Red Bastard is a hero of mine and he did not disappoint. A well researched performance, he has no qualms, fears or want to not offend, to not tell us what we are thinking, and makes us come away contemplating what life really is, whilst our stomachs hurt from laughing so much.

Hannah Goslin

 

 

Review Becoming Shades, Chivaree Circus, Vault Festival by Hannah Goslin

 

(5 / 5)

 

In the deep dark underground of The Vaults in London, Vault Festival obtains every corner. Lightened by UV and Neon, packed full of people, in rooms that seemingly appear from nowhere – what  a perfect place to stage an apocalyptic underworld full of circus extraordinaire.

Becoming Shades is mostly entirely run by women – but these women are fierce. They occupy this expanse of an Underworld, making us stare and gasp in awe at their circus techniques – but not all is what it seems. This is dark, real dark – a feeling of two acrobatics with a grudge; a girl pulled into the chaos and forced to perform; three henchmen and their comical relationships; all run by our ‘ring leader’ – a gas masked mystery, moving almost like an old person but still curious and inhuman-like.

This promenade performance moves the audiences across the space – our henchmen guiding us with mime and fear – we’re never sure if they will hurt us or play with us. They move us with such ease – the lighting changing and acting as a beacon for where we must go.

The costumes and set are exactly what you would expect – reused material yet with a finesse of circus tradition; everything encompasses this watery, dark underground world.

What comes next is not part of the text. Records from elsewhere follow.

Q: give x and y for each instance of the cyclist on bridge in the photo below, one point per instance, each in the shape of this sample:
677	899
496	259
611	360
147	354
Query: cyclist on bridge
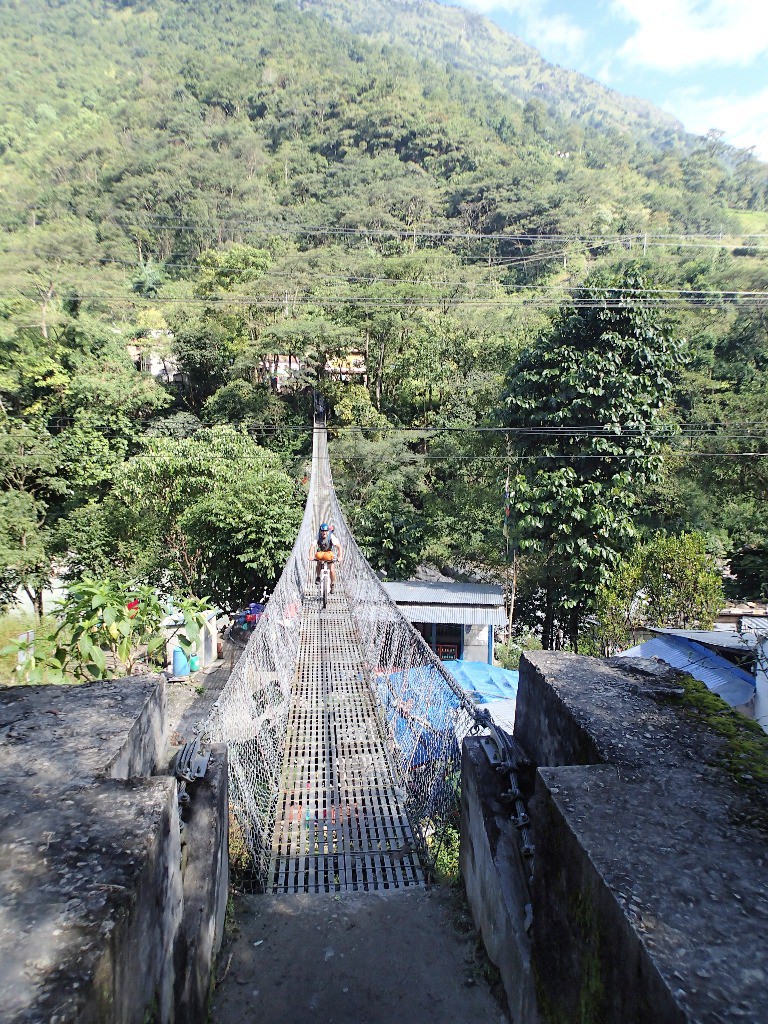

There’s no ‘tud dah’ moments; no smiles; we know we cannot be hurt and we will leave eventually but there’s the 1% that makes you think you’ll be with this group of mischiefs forever.

The stunts are undeniably creative, surprising and inspiring; seeing each muscle in the performer’s bodies move in the light as their sheer strength and flexibility turns around a rope; silks; flaming hoops and so on. And then there are fire breathing, juggling, all to grab your attention and keep you guessing.

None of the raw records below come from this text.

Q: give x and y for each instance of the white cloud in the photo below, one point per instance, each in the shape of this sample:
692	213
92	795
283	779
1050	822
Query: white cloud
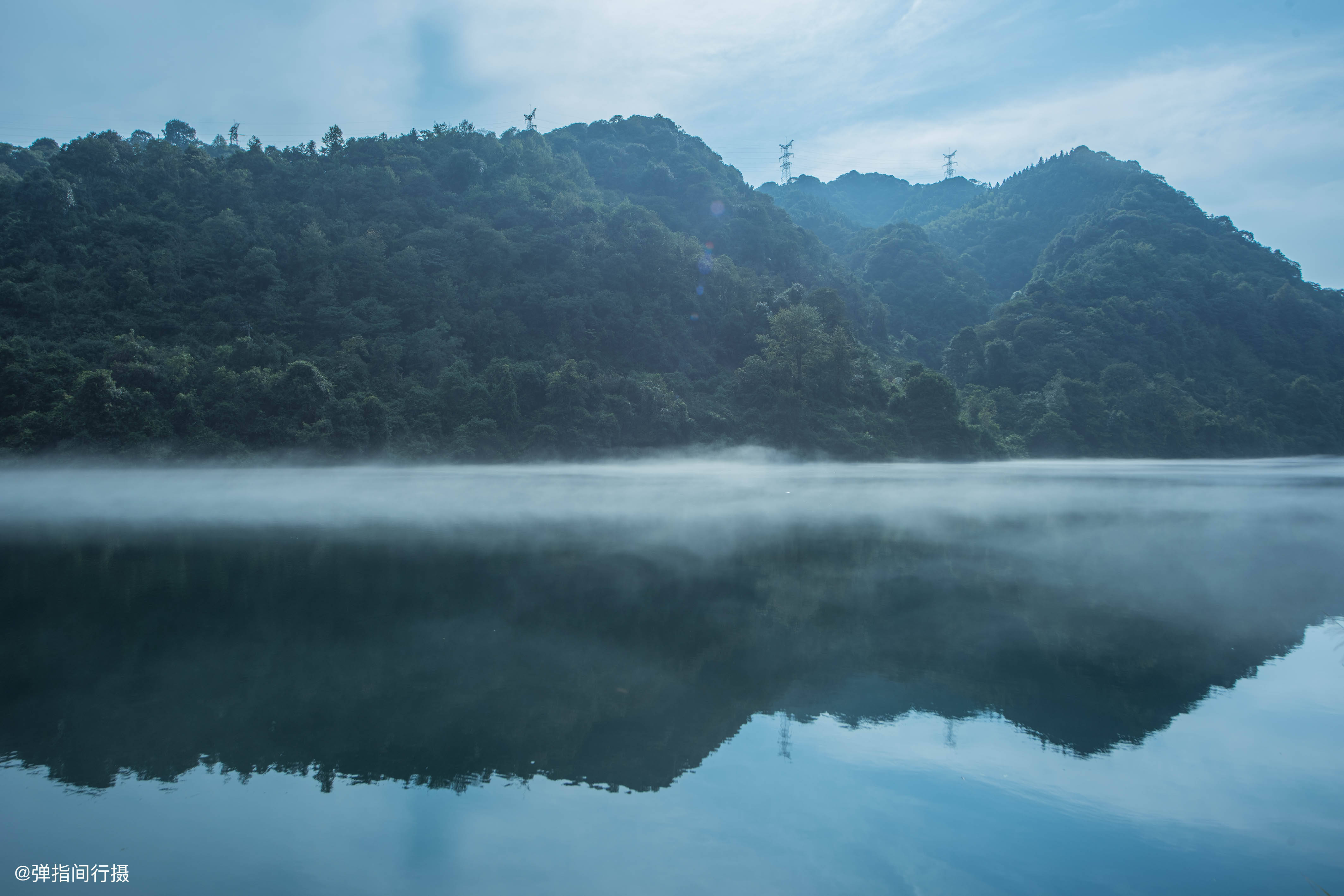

The cast themselves did a great job of constant character; the interval let us stay in the area and they loitered; looking sad and bewildered; listening to the live music which was very necessarily dark, indie and mood enhancing. Or they decided to play with us, invite us to be entertained instead of checking Twitter.

Beyond Shades evokes a little reminder of No Fit State Circus ; energetic, unusual but still with their own take and own identity. Just as No Fit, they are incredible and nothing short of sheer perfection, something like you have never seen before.